Je ne sais pas vous, mais moi j’ai un certain appétit pour le cynisme de la science économique : toujours sur l’alcool, l’auteur nous dit que « les soins des personnes affectées par une maladie engendrée par l’alcool sont moins coûteux que l’économie réalisée du fait de leur décès prématuré. Et qu’il faudrait examiner si le « faible » coût de l’alcool pour le système de soins tient à une faible prise en charge, à une sous-déclaration, ou à la trajectoire naturelle des maladies engendrées par l’alcool. »
LE COUT DES EXTERNALITES
Mais le nœud de l’étude est le calcul de l’impact des externalités.
Au rayon cynisme, la perte de la valeur des vies humaines est calculée selon la méthode du « capital humain », par la différence entre l’âge moyen du décès et l’espérance de vie, dont on actualise un flux de perte de revenu potentiel engendré par le décès ou les hospitalisations ou les incarcérations, ainsi qu’une perte de production entre le décès et l’âge de la retraite. J’adore.
D’autres coûts externes rentrent en compte, comme le tabagisme passif, et il ressort que le coût de l’alcool est de 26.776 milliards, du tabac de 25.743 milliards, et les autres drogues de 1.18 milliards.

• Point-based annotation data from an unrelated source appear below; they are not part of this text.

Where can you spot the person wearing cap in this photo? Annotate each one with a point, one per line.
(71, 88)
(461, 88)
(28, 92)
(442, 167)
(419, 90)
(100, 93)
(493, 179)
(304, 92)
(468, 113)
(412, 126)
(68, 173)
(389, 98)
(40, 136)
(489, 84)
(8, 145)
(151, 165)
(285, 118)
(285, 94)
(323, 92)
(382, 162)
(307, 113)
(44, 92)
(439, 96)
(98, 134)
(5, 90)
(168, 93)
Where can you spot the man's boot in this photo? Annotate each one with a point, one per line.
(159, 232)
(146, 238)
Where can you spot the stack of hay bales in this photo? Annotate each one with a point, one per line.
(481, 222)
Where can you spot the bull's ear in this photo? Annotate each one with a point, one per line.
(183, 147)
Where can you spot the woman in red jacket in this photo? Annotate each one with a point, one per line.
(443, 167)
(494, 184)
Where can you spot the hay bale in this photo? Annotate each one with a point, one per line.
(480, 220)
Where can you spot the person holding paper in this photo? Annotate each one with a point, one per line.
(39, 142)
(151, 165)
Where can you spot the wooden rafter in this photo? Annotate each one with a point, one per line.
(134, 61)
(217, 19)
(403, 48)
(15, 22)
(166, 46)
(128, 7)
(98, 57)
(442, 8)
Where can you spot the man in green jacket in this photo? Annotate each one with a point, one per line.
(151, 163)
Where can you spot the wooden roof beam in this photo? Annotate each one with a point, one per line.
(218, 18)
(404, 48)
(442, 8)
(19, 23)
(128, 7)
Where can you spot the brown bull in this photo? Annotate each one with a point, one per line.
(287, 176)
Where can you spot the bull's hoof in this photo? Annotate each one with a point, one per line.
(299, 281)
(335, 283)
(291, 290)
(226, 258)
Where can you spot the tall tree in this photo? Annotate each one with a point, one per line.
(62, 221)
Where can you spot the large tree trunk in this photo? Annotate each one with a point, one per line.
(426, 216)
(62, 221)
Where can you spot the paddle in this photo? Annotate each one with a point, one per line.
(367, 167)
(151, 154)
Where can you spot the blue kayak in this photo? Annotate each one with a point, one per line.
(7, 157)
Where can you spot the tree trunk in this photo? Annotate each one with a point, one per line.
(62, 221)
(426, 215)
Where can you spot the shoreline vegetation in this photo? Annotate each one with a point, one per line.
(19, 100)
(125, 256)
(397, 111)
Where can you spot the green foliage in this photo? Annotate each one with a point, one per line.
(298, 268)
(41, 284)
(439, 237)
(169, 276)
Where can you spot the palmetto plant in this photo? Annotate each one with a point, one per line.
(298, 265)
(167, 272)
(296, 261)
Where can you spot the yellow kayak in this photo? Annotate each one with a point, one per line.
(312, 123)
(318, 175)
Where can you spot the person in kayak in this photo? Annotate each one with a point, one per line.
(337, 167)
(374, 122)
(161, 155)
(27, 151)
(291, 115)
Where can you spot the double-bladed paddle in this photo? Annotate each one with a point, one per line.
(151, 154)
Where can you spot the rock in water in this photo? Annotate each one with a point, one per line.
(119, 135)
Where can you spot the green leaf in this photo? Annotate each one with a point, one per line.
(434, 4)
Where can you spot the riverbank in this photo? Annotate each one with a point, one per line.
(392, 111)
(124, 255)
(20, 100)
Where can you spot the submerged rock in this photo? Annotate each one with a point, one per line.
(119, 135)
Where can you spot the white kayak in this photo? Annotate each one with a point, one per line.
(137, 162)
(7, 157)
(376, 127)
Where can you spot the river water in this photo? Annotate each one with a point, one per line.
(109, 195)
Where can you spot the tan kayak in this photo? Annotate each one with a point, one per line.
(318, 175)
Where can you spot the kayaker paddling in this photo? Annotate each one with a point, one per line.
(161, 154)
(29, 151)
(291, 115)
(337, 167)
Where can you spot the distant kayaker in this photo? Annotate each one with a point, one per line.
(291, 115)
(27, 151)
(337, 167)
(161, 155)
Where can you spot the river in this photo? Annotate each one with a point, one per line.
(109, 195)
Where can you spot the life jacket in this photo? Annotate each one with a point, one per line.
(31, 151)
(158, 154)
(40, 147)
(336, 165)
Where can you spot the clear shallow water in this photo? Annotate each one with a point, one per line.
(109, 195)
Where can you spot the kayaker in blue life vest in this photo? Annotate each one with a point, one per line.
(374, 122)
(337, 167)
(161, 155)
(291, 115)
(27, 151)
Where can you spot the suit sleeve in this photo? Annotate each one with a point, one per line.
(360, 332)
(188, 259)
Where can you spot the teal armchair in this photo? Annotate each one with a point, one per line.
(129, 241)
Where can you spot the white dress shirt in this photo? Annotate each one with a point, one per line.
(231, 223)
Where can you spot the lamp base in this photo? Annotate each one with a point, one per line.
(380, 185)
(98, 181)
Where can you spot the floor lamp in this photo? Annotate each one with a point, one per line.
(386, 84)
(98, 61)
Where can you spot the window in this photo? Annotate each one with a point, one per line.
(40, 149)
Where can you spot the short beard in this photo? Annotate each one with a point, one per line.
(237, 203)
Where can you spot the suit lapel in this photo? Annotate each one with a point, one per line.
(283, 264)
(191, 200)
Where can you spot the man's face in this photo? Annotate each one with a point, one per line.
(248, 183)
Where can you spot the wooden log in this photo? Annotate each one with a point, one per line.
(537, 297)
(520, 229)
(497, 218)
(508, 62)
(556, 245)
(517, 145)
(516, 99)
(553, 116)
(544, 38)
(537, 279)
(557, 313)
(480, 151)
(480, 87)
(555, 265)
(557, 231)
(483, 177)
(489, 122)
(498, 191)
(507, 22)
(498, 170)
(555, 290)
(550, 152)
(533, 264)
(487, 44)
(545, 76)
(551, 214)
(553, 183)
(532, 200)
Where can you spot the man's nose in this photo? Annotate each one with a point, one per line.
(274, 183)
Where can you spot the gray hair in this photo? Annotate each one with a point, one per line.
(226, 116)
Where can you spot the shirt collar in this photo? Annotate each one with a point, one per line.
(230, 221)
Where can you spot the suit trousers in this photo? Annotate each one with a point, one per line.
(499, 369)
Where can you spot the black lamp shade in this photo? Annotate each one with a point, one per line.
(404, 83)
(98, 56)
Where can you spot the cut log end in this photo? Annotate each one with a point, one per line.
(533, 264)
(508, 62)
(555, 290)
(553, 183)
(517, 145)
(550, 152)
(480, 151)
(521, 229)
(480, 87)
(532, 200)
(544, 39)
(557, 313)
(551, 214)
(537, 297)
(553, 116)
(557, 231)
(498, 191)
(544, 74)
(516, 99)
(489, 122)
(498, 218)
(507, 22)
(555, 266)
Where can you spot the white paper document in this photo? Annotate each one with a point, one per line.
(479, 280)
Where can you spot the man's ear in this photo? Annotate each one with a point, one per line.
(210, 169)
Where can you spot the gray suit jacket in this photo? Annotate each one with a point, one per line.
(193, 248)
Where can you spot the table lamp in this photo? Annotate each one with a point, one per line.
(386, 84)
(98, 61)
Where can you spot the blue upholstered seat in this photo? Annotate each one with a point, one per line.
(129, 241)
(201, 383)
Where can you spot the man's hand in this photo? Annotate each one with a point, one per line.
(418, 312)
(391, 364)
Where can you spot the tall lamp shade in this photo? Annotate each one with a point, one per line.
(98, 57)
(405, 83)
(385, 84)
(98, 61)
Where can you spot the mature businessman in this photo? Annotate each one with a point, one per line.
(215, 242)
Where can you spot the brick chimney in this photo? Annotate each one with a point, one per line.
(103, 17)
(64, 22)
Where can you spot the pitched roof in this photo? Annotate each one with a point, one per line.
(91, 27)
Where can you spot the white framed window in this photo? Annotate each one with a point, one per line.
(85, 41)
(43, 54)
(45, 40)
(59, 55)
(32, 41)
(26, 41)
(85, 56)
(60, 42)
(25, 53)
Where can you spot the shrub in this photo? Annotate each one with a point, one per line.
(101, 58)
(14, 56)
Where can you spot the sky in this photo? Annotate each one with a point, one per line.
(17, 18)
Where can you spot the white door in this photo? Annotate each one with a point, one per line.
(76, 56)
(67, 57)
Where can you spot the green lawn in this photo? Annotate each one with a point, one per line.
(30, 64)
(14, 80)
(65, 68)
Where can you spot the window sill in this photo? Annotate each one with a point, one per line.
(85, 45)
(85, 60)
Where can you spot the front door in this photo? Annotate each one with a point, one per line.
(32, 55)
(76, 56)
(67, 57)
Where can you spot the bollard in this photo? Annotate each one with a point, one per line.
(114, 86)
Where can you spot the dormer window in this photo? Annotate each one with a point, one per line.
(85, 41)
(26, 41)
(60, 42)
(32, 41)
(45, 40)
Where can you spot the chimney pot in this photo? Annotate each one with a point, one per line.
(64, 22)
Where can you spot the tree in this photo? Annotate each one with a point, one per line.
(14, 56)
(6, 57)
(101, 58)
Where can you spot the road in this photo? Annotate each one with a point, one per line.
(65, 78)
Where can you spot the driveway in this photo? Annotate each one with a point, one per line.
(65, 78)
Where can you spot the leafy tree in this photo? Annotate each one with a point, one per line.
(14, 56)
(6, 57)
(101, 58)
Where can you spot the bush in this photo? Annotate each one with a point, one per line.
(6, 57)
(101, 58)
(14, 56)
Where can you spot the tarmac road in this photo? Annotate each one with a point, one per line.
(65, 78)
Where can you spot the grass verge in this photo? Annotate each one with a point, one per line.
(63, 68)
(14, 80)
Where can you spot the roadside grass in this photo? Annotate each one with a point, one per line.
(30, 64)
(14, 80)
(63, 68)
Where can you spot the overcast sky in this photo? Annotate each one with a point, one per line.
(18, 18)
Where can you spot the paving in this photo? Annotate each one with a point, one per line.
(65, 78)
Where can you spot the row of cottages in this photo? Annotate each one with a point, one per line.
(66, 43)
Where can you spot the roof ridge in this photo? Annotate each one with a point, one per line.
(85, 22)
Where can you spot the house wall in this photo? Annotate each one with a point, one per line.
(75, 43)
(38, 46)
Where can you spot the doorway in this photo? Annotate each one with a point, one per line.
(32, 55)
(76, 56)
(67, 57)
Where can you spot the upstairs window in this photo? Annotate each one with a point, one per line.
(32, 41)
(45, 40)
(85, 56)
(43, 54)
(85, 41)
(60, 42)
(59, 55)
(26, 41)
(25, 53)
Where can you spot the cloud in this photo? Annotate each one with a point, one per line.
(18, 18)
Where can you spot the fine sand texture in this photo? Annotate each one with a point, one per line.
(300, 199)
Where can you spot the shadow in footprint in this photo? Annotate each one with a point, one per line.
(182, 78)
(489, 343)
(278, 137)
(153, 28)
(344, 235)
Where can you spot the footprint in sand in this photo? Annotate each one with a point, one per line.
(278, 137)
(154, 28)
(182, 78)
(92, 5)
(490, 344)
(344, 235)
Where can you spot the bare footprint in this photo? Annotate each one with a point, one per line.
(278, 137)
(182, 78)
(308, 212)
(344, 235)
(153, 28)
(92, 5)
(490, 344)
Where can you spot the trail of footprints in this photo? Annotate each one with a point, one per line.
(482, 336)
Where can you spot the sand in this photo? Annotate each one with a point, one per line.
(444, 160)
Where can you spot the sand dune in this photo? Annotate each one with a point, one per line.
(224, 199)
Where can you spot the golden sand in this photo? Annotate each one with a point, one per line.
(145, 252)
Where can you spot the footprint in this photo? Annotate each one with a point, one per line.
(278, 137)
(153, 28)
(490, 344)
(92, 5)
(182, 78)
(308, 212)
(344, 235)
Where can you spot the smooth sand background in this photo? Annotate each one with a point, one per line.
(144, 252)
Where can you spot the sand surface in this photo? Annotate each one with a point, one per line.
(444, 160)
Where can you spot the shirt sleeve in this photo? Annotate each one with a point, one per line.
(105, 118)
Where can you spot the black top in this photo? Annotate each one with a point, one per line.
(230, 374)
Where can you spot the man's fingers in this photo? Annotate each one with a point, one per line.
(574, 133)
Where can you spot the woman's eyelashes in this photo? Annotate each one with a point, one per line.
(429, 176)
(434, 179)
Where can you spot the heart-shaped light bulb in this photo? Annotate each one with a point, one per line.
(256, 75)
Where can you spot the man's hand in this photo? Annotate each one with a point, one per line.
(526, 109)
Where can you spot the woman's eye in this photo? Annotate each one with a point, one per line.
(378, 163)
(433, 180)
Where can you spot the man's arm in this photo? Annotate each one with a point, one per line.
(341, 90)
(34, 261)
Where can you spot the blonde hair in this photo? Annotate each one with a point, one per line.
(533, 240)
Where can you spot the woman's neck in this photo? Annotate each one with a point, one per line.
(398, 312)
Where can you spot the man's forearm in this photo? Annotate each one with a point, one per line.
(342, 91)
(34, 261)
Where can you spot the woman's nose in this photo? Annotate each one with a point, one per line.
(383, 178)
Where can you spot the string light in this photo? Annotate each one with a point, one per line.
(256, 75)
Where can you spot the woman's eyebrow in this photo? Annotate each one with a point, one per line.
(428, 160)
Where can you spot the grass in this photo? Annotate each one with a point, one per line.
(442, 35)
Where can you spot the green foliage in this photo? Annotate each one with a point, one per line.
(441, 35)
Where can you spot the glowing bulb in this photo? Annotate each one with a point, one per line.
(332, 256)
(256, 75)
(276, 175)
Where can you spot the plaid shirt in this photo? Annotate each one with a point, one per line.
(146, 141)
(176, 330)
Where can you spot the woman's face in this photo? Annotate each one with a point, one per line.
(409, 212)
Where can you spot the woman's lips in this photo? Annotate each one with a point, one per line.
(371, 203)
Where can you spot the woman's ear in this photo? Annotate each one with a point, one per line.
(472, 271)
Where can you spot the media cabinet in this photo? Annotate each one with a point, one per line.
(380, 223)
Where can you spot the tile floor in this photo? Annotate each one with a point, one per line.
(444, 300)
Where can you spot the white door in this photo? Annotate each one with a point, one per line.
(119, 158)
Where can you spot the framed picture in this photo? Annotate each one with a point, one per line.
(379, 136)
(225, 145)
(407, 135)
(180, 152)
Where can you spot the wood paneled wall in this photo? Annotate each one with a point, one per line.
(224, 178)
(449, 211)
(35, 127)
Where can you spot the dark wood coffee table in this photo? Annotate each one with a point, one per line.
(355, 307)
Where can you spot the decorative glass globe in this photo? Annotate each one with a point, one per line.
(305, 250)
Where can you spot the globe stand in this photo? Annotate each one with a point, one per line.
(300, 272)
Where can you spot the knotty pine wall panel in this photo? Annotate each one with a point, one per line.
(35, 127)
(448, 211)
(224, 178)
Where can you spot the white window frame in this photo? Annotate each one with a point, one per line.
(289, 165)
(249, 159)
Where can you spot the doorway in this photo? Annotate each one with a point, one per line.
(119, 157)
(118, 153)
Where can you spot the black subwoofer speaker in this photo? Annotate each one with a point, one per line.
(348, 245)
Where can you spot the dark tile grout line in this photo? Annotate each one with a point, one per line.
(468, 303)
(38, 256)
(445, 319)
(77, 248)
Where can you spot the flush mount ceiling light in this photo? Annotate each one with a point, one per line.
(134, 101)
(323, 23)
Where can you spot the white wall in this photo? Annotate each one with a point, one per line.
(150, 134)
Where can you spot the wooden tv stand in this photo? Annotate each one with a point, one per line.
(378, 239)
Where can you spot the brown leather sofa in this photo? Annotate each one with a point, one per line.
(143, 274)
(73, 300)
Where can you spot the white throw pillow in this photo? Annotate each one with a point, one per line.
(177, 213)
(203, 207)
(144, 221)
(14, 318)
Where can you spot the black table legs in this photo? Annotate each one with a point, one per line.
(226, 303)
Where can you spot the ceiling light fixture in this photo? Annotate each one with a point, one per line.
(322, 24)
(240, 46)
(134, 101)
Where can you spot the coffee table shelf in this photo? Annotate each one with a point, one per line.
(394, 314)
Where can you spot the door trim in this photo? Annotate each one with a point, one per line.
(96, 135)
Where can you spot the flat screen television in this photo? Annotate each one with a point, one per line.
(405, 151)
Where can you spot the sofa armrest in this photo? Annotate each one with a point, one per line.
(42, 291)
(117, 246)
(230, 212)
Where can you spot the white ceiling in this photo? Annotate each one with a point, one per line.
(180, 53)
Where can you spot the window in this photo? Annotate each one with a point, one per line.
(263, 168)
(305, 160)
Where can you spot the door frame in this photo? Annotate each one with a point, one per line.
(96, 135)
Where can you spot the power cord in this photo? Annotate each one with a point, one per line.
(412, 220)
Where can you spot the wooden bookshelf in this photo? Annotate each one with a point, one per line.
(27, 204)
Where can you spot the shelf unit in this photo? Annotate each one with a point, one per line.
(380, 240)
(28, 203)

Il est aussi intéressant de constater le coût des externalités par consommateur « problématique » selon la formule de l’article : 2 181 euros pour le tabac, 5 600 pour l’alcool et 7 154 pour les autres drogues. Je vous en laisse les conclusions.
RESULTATS DE L’ETUDE ET DEBATS
Au final, toutes les drogues ont un impact négatif sur le bien-être (ouf, l’économie va de pair avec la morale et la loi) : l’alcool d’environ 8 milliards, le tabac de 13.832 milliards, et les autres drogues un impact négatif d’à peine 1 milliard.
La conclusion de l’auteur reste dans les clous, en disant que si les coûts du tabac sont répartis sur les 12 millions de fumeurs, le coût de l’alcool se concentre sur les 5 millions de buveurs excessifs, et qu’il est donc important de cibler les politiques publiques en fonction de la nocivité des usages (soyez raisonnables), alors qu’aujourd’hui les politiques publiques sont calibrées sur des produits et non sur les usages de ces produits.
LA LEGALISATION DU CANNABIS RAPPORTERAIT 1 MILLIARD D’EUROS
Peut-être plus provocateur, suite à cette étude, dans une interview du monde du 03 août 2011, Monsieur KOPP annonce que la légalisation contrôlée du cannabis rapporterait 1 milliard d’euros.
A l’heure où nous cherchons des ressources pour l’état et de la sécurité dans nos rues, l’économiste pense qu’une taxe bien évaluée qui laisserait le prix du gramme à 5.50 euros (laissez nous vos commentaires sur ce prix !) ne ferait pas exploser la demande, éviterait les coûts de police, de justice, de répression (80 000 personnes interpellées par an sans effet sur la consommation, ni sur les prix) tout en mettant fin au marché parallèle.
Je termine en citant Pierre KOPP : « pour les économistes, les bonnes politiques sont celles qui minimisent le coût social, c’est-à-dire celles qui permettent d’améliorer le bien-être de la collectivité à moindre coût. Or celle concernant le cannabis coûte cher, pour un bénéfice incertain ». Bien être de la collectivité et cannabis, je vous laisse là.